Climate Council Suggest Australian Sport Will Need To Move Away From Summer
n a new report written by the Climate Council titled, “Game, Set, Match: Calling Time on Climate Inaction”, experts have warned Australia’s sporting summer is under real threat due to climate change.
The report states that by 2040, heatwaves in Sydney and Melbourne could reach highs of 50 degrees Celsius, deeming sport in summer virtually impossible to play.
Climate Council head of research and lead author, Dr. Martin Rice, said switching to an autumn or spring season for all codes is a real possibility.
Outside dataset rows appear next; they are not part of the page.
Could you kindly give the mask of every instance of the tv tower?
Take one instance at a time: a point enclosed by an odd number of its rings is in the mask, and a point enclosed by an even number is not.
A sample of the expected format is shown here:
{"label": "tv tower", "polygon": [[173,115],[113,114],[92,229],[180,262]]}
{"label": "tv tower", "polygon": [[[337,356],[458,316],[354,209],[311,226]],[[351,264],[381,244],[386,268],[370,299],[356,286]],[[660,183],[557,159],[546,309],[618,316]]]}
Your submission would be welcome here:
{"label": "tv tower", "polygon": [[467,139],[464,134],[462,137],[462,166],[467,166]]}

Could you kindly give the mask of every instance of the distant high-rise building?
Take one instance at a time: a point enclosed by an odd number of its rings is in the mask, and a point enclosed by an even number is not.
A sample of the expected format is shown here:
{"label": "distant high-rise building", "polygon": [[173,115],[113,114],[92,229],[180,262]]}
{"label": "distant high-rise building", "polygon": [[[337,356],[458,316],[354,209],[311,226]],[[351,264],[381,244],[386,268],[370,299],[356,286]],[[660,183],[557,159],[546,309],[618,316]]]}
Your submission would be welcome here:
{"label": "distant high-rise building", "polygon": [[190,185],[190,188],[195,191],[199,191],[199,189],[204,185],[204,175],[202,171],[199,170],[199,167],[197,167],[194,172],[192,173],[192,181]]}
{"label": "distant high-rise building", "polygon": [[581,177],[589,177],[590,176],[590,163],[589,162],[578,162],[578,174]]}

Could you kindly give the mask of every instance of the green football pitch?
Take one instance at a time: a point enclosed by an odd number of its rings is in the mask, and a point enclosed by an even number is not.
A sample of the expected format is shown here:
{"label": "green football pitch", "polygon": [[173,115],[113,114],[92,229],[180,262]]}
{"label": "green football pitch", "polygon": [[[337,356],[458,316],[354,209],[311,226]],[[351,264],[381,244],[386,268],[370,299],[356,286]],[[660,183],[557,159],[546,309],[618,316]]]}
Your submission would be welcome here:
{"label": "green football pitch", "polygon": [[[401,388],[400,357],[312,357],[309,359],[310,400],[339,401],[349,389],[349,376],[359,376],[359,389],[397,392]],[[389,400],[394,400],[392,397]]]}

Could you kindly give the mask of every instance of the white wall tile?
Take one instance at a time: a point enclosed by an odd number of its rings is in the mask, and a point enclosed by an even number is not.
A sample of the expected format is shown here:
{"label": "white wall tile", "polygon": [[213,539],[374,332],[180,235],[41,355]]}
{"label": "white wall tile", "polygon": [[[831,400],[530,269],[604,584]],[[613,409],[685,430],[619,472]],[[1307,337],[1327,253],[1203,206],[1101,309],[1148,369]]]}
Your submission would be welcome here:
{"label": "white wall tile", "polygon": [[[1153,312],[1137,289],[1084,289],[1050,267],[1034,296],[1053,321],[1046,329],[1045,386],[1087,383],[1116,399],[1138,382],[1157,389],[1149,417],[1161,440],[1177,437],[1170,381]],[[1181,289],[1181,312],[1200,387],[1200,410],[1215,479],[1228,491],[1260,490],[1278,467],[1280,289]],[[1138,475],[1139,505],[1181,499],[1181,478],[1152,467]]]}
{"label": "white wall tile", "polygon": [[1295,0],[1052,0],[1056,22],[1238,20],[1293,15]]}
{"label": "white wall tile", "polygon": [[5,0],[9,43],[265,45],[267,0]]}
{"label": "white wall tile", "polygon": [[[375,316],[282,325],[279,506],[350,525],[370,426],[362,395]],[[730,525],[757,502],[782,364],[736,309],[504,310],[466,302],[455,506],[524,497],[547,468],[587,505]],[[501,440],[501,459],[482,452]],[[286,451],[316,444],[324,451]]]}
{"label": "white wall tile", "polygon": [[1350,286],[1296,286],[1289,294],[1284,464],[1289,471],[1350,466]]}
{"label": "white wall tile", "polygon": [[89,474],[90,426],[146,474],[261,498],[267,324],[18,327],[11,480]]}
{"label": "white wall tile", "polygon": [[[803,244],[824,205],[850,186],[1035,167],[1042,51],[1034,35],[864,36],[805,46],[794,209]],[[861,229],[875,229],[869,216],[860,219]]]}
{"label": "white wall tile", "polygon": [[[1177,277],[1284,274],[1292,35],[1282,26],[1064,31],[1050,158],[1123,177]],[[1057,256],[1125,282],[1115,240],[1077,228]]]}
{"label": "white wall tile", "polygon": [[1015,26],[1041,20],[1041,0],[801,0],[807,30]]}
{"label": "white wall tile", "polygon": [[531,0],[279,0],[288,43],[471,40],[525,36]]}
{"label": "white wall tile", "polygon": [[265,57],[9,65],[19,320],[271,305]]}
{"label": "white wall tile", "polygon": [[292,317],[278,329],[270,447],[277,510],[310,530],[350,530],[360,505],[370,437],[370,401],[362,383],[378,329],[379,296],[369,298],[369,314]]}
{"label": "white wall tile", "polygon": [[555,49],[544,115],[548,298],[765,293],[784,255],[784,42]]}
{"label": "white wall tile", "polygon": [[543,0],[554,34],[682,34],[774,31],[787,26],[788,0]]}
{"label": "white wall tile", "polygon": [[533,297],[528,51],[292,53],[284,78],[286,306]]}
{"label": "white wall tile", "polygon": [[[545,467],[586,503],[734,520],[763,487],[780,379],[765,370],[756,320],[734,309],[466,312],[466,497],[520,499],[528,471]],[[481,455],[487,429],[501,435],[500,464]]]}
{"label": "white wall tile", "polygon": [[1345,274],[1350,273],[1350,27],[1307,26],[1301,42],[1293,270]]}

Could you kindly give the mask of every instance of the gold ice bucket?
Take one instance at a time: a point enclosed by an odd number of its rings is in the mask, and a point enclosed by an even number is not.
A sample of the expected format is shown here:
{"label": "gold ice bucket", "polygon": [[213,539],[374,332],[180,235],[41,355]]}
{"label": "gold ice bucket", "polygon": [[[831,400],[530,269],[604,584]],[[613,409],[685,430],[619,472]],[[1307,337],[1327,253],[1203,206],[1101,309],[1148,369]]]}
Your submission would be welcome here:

“No athlete, whether an elite professional or a community player, is immune to our increasingly hot summers, which are a health hazard for those playing and watching sport,” Dr. Rice said.
“Sporting clubs and codes can rapidly cut their own greenhouse gas emissions by changing the way they build venues, power events, travel, and by cutting waste.
“Professional and community sports can also switch sponsorship from fossil fuel-backed companies to ones that invest in climate solutions,” he said.
The Australian sporting calendar is very compact, with the Big Bash League (BBL) and test cricket, AFLW, the Australian Open, and A-League and W-League competitions currently taking place over summer.
Elsewhere, the University of Sydney’s Thermal Ergonomics Laboratory have provided Sports Medicine Australia with evidence-based guidance to protect the health of those participating in all summer sport and physical activity across Australia, in their own new heat policy.
Professor at the University of Sydney, Ollie Jay, said the report highlights previously unidentified safety measures for competitors.
“This updated policy eliminates blind spots of temperature and humidity that are present in the previous guidelines, and also provides protection under conditions that often occur in Australia that are very hot but dry, yet induce potentially dangerous levels of sweating and physiological strain during exercise,” Jay said.
“The policy provides the latest evidence-based recommendations around what people can do to mitigate risk using cooling interventions and strategies that have been scientifically shown to work, as opposed to conventional wisdom,” he said.